Cependant, bien que cela puisse paraître bluffant, il y a malgré tout quelques points négatifs dans cette explosion de couleurs. Le Royaume des Abysses en fait trop, et cela pèse. Il est parfois bien difficile de suivre l’action, de s’y repérer et de distinguer nos personnages dans ce magma de bigarrures. Lorsqu’il y a un peu trop de mouvements, tout devient un peu confus au point de fatiguer notre œil qui tente de s’y accrocher. Ainsi à quoi bon tenter de faire du beau si le tout se retrouve caché sous une avalanche de détails ?
Ce surplus d’effets visuels peut donc véritablement irriter et lasser, allant jusqu’à décrocher l’attention du spectateur. Toutefois, il y a une cohérence dans cette effusion. Du moins, on peut lui en trouver une. Une cohérence qui prendra malheureusement tout son sens une fois l’histoire découverte dans sa totalité. Et c’est ce qui est regrettable ou, du moins, peut être considéré comme tel, car Le Royaume des Abysses ne tire finalement pas sa réelle force dans ses images.
Au sein de la lumière, l’ombre se cache
Évidemment, on se bornera au minimum vis-à-vis de l’histoire proposée. Trop en dire gâcherait probablement l’expérience. En fait, rien que d’en parler est un exercice périlleux. Cela créera forcément de l’attente, et donc annihilerait en quelque sorte une partie de la surprise. Et cette surprise, c’est l’élément fondamental du film. Alors, on vous avertit, si votre souhait est de découvrir peu à peu le film, il ne vous est que conseillé d’arrêter la lecture.
Toujours est-il qu’il est intéressant d’en discuter pour la simple raison que Le Royaume des Abysses est très riche à ce niveau. Et puis, il nous est difficile de cacher l’envie (un peu prétentieuse peut-être) de donner de la visibilité à une œuvre provenant d’une région du monde qui n’est pas souvent mise en avant dans le domaine de l’animation. Un secteur qui, on le remarque sans mal, est dominé la plupart du temps par des productions américaines (à l’instar des films Disney) ou bien par la l’animation japonaise et son représentant le plus solide : Ghibli.
Passer à côté serait vraiment dommage. Alors oui, il n’est pas dénué de défauts plus ou moins lourds. Il y a ceux que l’on vous mentionnait plus haut à propos des effets visuels, mais il y a en aussi d’autres sur le plan scénaristique. En effet, sur la structure même de la narration, ou du moins vis-à-vis de certains éléments narratifs, Le Royaume des Abysses pêche. Quand certains y verront un manque d’identité véritable, d’autres n’éprouveront probablement que de l’ennui.
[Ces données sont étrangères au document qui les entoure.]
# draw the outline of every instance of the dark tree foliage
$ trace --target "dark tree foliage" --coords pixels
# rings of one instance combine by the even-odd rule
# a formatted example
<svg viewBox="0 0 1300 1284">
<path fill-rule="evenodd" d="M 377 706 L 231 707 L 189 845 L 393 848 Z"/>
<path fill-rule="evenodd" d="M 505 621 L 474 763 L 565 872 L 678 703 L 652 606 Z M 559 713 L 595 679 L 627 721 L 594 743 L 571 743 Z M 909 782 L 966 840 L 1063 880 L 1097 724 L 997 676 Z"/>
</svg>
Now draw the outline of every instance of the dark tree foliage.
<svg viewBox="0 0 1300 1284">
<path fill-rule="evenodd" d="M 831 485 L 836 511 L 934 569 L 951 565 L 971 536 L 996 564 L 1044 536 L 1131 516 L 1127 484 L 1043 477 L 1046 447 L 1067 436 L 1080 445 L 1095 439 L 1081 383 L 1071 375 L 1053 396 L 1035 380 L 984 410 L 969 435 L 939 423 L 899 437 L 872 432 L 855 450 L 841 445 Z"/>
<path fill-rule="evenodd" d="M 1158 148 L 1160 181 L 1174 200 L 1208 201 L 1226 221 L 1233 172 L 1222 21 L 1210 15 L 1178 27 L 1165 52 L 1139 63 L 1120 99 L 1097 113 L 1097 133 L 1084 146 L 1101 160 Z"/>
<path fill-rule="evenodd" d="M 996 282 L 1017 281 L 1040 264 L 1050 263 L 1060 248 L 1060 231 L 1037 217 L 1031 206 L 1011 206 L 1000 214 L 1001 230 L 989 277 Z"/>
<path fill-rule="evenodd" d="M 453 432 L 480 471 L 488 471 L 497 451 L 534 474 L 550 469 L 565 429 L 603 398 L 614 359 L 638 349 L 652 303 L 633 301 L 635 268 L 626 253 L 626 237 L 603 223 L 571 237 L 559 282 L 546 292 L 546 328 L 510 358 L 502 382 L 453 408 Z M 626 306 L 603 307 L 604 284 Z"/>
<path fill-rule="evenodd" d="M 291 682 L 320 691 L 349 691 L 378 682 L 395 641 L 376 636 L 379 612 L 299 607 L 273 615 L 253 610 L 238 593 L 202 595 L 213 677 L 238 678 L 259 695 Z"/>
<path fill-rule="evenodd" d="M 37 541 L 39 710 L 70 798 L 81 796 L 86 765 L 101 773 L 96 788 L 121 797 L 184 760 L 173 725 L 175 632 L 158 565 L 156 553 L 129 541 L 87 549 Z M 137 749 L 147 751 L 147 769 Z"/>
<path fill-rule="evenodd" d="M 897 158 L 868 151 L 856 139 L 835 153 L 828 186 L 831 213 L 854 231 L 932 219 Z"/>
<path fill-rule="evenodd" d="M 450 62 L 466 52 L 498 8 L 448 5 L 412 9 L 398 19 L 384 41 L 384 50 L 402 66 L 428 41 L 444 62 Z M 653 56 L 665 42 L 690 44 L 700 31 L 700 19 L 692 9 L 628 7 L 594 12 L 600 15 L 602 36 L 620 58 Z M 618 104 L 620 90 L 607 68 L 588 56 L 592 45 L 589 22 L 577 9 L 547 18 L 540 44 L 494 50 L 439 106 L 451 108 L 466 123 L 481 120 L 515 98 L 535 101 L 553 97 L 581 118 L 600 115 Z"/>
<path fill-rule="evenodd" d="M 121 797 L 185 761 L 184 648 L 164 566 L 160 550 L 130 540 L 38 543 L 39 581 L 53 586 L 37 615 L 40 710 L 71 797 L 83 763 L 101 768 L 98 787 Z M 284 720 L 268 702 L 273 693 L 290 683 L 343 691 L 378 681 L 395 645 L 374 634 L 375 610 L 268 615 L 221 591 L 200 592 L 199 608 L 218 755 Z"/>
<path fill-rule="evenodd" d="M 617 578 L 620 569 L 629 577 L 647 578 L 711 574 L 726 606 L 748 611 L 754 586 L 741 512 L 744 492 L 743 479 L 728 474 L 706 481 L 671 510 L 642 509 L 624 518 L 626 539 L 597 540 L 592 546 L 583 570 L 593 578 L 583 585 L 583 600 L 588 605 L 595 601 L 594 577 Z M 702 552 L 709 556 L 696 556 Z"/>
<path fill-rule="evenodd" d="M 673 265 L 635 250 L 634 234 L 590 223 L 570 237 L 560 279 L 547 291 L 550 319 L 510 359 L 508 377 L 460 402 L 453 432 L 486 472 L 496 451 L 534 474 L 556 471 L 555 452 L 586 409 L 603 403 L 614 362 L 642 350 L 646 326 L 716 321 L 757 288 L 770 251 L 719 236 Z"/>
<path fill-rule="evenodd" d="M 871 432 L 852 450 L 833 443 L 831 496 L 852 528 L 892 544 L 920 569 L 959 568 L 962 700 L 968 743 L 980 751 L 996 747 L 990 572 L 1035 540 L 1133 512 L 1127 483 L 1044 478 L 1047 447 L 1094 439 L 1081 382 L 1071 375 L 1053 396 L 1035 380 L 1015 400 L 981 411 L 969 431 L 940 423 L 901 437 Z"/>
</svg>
Ce qui pose problème touche à tout ce qui peut être considéré comme vecteur de dynamisme tels les parties chantées ou les passages humoristiques. Si les premières auront la fâcheuse tendance à rappeler d’autres œuvres du même genre (dont celle du spécialiste Disney), les autres auront peine à dégager un petit rire du fait de leur exagération. Et ce n’est pas tout. Il y aura, par exemple, l’intégration d’éléments qui font fausses notes. Chose que l’on remarquera avec la présence de petites créatures qui ont pour fonction d’être des espèces de mascottes. Une tentative qui, à nos yeux, est totalement ratée (et inutile).
À rebours de ce que l’on a raconté, il apparaît donc que ce qui est contenu dans le film est propre à satisfaire l’enfant et, très probablement, perdre l’adulte. Ainsi, il est donc une question qui peut survenir : pourquoi Le Royaume des Abysses n’est-il pas spécialement une œuvre à mettre entre toutes les mains ? Le souci réside dans un élément du récit bien particulier. Et là, c’est assez brutal.
Une belle découverte
Cet élément-ci porte l’œuvre et provoquera, nous l’imaginons sans mal, un déferlement d’émotions (du côté des plus sensibles), en plus de donner une autre dimension au film. Ce que l’on croyait être n’en est finalement rien. Et même, notre regard va jusqu’à modifier le jugement que l’on avait pu avoir sur le deuxième protagoniste de notre histoire. D’agaçant, et presque méprisable, le personnage prendra un tout autre visage, jusqu’à braquer l’intégralité de la lumière sur lui. Son caractère irascible qui l’anime tout au long du film trouve son explication. Et si, finalement, le procédé n’a rien de novateur, il reste particulièrement efficace.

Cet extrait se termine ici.